In power management applications, co-packaging an integrated circuit with a discrete semiconductor device such as a discrete power device of metal oxide semiconductor field effect transistor (“MOSFET”), junction field effect transistor (“JFET”), or other devices has become a major trend for cost and size saving. In most high voltage and/or large current power management applications, a vertical discrete transistor such as a vertical power transistor of vertical MOSFET, vertical JFET or field effect transistor (“FET”) with integrated Schottky diode is often used and co-packaged with its integrated control circuit to achieve high power management performance while reducing cost and package size.

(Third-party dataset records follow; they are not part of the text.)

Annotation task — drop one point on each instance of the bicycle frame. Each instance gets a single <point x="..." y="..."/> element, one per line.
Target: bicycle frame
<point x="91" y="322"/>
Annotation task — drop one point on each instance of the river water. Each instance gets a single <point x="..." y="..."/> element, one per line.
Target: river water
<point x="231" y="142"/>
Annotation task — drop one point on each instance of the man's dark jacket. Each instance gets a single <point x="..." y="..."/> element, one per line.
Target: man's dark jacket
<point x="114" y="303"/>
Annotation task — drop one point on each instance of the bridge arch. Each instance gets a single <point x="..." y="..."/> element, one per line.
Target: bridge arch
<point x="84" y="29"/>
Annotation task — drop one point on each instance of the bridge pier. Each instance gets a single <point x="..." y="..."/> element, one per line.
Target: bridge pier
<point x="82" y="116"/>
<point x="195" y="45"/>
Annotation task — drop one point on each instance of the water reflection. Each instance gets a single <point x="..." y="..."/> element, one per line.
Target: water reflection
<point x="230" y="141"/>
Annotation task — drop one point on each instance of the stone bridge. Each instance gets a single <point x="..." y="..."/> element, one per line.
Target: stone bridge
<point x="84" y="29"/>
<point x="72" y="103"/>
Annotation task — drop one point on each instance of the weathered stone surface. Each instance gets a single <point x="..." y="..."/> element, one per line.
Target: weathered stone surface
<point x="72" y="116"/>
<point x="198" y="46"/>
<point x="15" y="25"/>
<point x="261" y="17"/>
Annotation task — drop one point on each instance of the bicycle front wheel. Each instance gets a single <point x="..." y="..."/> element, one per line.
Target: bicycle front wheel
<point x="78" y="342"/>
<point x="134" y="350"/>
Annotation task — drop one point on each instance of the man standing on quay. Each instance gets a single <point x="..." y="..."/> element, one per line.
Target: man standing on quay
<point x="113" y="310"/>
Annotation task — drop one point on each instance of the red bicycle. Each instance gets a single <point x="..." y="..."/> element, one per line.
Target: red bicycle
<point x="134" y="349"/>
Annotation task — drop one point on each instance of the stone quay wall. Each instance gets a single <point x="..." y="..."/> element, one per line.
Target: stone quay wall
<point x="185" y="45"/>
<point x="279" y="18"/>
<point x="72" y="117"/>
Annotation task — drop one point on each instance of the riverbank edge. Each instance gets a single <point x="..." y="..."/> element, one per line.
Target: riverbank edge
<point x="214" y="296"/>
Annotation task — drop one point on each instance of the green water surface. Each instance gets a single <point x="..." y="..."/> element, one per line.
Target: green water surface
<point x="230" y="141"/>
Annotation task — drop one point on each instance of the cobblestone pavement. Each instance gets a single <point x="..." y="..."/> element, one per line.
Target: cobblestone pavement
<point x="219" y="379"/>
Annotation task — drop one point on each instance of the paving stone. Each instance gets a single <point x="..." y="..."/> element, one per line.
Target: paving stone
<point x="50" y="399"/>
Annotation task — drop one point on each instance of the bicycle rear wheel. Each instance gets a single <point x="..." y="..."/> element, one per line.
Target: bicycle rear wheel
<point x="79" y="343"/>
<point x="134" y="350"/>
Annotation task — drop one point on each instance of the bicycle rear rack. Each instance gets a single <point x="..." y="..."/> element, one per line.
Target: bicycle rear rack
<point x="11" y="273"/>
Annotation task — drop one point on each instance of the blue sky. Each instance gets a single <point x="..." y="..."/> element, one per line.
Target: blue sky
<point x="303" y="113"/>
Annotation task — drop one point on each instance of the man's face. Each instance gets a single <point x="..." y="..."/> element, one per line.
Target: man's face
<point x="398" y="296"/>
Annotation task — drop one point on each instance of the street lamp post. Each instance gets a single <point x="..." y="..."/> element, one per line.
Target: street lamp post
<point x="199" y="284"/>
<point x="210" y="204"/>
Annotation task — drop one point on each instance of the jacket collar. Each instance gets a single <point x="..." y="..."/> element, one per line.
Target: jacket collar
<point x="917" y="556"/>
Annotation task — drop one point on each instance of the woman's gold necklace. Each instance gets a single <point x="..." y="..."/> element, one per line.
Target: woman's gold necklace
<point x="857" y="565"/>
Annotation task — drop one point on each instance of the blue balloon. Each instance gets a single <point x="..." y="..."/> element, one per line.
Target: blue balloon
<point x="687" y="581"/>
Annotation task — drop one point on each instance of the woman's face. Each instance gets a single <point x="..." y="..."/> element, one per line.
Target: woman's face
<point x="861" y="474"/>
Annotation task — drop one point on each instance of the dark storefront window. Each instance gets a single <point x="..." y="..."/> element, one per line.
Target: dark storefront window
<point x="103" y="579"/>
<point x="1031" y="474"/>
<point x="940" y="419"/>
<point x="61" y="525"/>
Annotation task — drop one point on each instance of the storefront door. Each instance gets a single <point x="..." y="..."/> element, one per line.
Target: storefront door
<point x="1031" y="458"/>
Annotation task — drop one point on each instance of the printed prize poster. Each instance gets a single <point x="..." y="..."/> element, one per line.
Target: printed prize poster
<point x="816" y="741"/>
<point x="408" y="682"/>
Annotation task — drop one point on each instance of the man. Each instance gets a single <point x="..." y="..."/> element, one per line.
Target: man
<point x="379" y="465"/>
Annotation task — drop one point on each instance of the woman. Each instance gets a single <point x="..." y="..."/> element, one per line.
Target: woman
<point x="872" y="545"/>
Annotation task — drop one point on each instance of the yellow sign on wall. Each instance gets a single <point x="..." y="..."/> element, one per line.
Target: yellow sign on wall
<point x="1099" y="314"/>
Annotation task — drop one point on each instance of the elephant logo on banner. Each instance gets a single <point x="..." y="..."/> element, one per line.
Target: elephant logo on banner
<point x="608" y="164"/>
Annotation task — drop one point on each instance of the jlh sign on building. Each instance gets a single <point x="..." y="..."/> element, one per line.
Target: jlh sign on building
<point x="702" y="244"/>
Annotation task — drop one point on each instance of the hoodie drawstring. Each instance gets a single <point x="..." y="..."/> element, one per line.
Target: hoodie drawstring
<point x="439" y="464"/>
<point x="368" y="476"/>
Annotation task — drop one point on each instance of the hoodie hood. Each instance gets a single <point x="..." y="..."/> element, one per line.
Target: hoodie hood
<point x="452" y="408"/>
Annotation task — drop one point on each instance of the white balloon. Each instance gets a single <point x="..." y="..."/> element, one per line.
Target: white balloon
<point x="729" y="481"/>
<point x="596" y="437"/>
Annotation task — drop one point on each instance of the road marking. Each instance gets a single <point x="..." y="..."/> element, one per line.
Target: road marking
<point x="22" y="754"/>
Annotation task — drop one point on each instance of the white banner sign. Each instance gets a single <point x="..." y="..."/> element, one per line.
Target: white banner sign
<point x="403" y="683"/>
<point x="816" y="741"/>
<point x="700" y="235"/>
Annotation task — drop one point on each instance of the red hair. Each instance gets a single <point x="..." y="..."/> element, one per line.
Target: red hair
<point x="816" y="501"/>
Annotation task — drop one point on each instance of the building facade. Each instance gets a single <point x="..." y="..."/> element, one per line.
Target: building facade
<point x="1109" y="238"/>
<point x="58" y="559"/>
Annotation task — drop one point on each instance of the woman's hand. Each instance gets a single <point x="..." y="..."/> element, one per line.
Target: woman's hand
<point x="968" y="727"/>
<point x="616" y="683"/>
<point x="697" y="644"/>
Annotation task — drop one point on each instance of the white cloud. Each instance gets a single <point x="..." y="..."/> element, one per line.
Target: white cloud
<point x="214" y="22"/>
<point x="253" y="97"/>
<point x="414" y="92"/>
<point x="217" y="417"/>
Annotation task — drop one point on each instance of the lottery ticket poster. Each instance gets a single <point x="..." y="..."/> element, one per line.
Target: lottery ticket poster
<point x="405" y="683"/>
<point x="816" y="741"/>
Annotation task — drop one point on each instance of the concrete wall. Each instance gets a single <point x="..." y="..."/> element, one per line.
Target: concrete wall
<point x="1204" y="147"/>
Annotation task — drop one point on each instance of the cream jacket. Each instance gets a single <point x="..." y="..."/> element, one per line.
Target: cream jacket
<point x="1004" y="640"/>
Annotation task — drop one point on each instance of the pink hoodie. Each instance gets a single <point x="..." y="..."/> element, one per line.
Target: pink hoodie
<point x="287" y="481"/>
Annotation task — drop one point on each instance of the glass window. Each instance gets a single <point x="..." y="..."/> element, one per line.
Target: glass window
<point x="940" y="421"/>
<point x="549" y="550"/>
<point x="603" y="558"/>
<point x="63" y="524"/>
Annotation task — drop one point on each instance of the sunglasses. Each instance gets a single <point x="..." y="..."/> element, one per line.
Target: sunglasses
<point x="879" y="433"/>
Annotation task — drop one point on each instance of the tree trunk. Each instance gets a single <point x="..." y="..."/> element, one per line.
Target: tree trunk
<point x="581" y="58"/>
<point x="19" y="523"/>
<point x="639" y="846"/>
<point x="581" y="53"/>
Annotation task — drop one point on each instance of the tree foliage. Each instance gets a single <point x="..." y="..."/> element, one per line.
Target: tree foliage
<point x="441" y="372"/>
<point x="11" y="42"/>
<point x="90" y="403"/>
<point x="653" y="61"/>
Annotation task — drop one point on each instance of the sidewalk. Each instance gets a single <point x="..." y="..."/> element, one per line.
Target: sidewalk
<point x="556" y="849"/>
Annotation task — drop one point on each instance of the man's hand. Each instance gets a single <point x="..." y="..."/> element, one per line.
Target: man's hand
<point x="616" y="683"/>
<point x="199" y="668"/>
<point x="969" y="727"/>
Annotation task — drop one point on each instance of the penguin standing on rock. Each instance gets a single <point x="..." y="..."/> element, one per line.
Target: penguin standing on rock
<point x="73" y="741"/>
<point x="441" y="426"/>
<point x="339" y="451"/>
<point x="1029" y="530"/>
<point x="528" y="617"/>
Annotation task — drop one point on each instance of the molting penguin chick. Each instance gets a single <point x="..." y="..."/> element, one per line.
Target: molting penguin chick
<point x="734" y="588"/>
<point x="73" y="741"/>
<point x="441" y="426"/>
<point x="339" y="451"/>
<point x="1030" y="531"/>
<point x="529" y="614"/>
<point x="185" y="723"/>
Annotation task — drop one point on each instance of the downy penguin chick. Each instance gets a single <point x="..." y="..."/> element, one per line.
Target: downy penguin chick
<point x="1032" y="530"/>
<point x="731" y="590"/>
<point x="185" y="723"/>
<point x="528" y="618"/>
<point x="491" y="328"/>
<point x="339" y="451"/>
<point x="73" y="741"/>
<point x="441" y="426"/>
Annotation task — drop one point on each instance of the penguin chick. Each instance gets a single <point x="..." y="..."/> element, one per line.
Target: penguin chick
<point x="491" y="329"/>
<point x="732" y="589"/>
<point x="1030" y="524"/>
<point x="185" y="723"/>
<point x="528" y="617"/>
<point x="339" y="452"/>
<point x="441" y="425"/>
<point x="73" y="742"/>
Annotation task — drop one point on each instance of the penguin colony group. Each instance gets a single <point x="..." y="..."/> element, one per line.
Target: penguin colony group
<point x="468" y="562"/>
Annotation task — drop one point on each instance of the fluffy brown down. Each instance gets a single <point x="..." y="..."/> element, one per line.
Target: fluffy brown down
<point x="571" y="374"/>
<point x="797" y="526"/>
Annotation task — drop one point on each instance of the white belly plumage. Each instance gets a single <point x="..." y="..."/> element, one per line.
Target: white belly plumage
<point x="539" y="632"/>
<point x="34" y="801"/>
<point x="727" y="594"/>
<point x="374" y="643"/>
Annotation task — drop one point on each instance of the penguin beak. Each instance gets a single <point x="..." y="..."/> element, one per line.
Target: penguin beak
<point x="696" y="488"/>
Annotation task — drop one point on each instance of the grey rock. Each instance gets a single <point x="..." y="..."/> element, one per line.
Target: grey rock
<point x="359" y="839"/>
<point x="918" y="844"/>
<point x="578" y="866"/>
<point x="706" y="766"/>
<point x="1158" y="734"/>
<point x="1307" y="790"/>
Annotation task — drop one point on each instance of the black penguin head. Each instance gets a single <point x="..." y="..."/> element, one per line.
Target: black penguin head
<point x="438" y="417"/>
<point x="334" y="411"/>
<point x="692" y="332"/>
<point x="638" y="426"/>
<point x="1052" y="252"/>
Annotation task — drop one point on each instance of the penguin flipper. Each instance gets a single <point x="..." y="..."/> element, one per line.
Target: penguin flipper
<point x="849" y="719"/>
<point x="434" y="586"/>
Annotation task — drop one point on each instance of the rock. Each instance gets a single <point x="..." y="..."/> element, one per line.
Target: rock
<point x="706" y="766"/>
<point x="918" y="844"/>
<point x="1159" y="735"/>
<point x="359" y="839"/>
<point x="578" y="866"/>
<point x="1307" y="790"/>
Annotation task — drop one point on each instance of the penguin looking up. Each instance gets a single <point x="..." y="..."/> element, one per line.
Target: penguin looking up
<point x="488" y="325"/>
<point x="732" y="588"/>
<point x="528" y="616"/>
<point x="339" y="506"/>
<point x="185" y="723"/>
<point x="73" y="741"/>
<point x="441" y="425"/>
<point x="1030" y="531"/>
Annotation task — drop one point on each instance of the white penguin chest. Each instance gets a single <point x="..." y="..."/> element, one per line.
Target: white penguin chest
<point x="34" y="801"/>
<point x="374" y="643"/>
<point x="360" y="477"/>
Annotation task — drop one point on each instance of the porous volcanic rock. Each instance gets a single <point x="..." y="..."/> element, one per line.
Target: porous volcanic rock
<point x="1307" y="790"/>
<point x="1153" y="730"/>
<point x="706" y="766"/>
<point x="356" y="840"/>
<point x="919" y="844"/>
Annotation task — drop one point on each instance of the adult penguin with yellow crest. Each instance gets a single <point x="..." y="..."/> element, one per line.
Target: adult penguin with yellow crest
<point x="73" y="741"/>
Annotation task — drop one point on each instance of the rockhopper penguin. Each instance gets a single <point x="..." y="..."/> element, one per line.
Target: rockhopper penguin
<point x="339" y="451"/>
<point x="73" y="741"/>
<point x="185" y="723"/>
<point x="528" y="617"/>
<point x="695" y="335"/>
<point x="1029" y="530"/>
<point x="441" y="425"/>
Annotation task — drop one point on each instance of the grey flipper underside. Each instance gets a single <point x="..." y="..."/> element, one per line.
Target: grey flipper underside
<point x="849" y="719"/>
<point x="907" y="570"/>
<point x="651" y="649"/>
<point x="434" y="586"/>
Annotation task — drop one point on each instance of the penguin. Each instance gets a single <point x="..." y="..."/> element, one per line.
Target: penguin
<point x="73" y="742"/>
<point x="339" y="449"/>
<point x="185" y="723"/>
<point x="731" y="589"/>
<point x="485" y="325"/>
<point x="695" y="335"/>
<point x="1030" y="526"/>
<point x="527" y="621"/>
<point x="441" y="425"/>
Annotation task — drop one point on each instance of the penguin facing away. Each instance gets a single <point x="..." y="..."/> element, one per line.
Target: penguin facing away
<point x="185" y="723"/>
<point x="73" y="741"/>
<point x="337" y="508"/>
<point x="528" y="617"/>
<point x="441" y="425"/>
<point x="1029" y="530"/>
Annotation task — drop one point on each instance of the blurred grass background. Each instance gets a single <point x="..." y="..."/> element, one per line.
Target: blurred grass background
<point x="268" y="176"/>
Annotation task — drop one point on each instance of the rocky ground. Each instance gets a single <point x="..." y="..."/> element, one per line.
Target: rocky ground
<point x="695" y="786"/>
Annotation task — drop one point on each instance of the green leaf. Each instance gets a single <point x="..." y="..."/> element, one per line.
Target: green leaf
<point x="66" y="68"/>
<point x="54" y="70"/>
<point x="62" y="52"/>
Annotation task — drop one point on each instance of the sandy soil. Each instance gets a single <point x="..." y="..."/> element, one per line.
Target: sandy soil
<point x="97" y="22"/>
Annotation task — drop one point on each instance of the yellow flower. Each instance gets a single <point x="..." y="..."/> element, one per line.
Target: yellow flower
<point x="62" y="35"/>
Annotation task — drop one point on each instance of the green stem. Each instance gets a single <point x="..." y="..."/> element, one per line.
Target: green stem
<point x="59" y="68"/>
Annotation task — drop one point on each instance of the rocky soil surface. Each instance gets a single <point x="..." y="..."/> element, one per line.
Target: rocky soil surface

Conventionally, a semiconductor die of vertical power MOSFET, JFET, FET with an integrated Schottky diode or other vertical transistors typically comprise a drain/cathode electrode on a bottom surface and source and gate electrodes on a top surface. In many power management applications, an N-type vertical transistor is configured as a low-side switch, meaning that the source electrode is connected to the lowest potential (i.e. ground) and an electrical load is connected between the drain electrode and a higher potential (i.e. VDD). When the MOSFET is switched on and off (by modulation of the gate-source voltage), the source voltage stays relatively constant, while the drain voltage alternates between high and low voltages. Since the drain electrode is on the bottom surface of the MOSFET die, it is typically connected to the leadframe of a package. For high-power devices, the leadframe is exposed for better thermal performance. The presence of high and transitioning voltage on the exposed leadframe is often undesirable because it requires electrical isolation and can be a source of radiated electromagnetic interference (“EMI”).
Prior art co-package solutions (i.e., a control chip and a vertical MOSFET in the same package) use vertical MOSFET devices that have backside drain. The high and transient voltage on the drain causes isolation and EMI problems as described above. Moreover, since the MOSFET drain is at a different voltage than the substrate of the control chip, they may not be electrically connected to the same leadframe. One prior art solution uses a non-conductive epoxy to attach the control chip to the leadframe. This provides the needed isolation, but compromises the thermal performance (i.e., the ability of the package to dissipate heat produced in the control chip). Another approach uses a special package with a split leadframe, one piece under the control chip and a separate (and isolated) piece under the MOSFET. This increases packaging cost and can complicate the attachment of the package to a print circuit (“PC”) board.